Owl's Head is a 4025 ft mountain in Franconia, New Hampshire. It lies between the Franconia Branch of the Pemigewasset River (to its east) and Lincoln Brook (to its west and south), in the Pemigewasset Wilderness of the White Mountain National Forest.

It is best known as one of the 48 White Mountains "four-thousand footers", and stands out among them mostly for what it lacks:
- In height, it is 43rd of the 48.
- It is the only one of the 48 without an officially maintained path to the summit, although an unofficial, unmaintained herd path comes within 0.2 mi.
- The trees at its summit block (except when deep snow has fallen) any view beyond themselves. (There are, however, nice views from the Owls Head Slide while climbing up the unmaintained path to the summit.)

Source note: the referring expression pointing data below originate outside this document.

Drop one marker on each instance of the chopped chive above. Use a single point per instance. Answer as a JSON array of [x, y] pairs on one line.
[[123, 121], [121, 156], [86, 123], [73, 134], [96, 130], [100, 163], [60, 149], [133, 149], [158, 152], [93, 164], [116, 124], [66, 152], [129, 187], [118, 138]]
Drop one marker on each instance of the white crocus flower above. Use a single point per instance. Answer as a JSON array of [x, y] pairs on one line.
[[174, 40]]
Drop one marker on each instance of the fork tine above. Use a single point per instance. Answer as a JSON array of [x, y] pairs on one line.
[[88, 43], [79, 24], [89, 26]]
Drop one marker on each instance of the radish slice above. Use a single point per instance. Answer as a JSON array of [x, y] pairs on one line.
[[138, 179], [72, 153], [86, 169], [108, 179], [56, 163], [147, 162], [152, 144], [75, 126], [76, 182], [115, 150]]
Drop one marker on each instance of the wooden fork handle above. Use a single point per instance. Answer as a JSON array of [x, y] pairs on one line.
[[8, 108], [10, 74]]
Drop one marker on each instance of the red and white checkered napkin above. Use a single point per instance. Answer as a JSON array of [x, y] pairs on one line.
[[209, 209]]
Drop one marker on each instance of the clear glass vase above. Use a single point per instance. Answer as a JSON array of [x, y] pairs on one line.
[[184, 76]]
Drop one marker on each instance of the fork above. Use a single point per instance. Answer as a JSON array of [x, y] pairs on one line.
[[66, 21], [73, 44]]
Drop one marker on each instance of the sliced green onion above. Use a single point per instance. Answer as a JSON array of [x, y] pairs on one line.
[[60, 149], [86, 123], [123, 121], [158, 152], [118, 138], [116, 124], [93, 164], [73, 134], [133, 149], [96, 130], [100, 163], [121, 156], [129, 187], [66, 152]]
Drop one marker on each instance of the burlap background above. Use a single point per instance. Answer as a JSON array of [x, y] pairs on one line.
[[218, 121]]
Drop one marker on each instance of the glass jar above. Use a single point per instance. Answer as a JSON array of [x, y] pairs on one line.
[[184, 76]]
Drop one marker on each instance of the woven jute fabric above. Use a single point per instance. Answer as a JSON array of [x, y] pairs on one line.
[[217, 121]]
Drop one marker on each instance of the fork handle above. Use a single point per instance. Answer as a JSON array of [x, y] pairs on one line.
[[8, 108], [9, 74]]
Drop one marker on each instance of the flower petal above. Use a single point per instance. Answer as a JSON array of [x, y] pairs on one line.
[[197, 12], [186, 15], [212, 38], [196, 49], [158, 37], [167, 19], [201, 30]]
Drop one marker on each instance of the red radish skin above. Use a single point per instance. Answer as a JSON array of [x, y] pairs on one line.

- It is remote from approaches by road, due to
  - the East Branch of the Pemigewasset River, between it and the Kancamagus Highway to the south,
  - Franconia Ridge (and its steep and tall east face), between it and Interstate 93 to the west,
  - Garfield Ridge, between it and U.S. Route 3 to the north, and
  - the Twin Range and Willey Range, between it and U.S. Route 302 to the east.
Probably for these reasons, it receives (as does Mount Isolation) a disproportionately frequent role as the last 4000-footer waiting to be climbed by those about to complete the list of 48.

In the fall of 2005, it was discovered that the traditional summit of Owl's Head (reached by the unmaintained beaten path) is actually a lower peak, and the true summit is approximately 0.2 mi north along the ridgeline. For now, the 4,000-footer committee is accepting climbs to the false summit.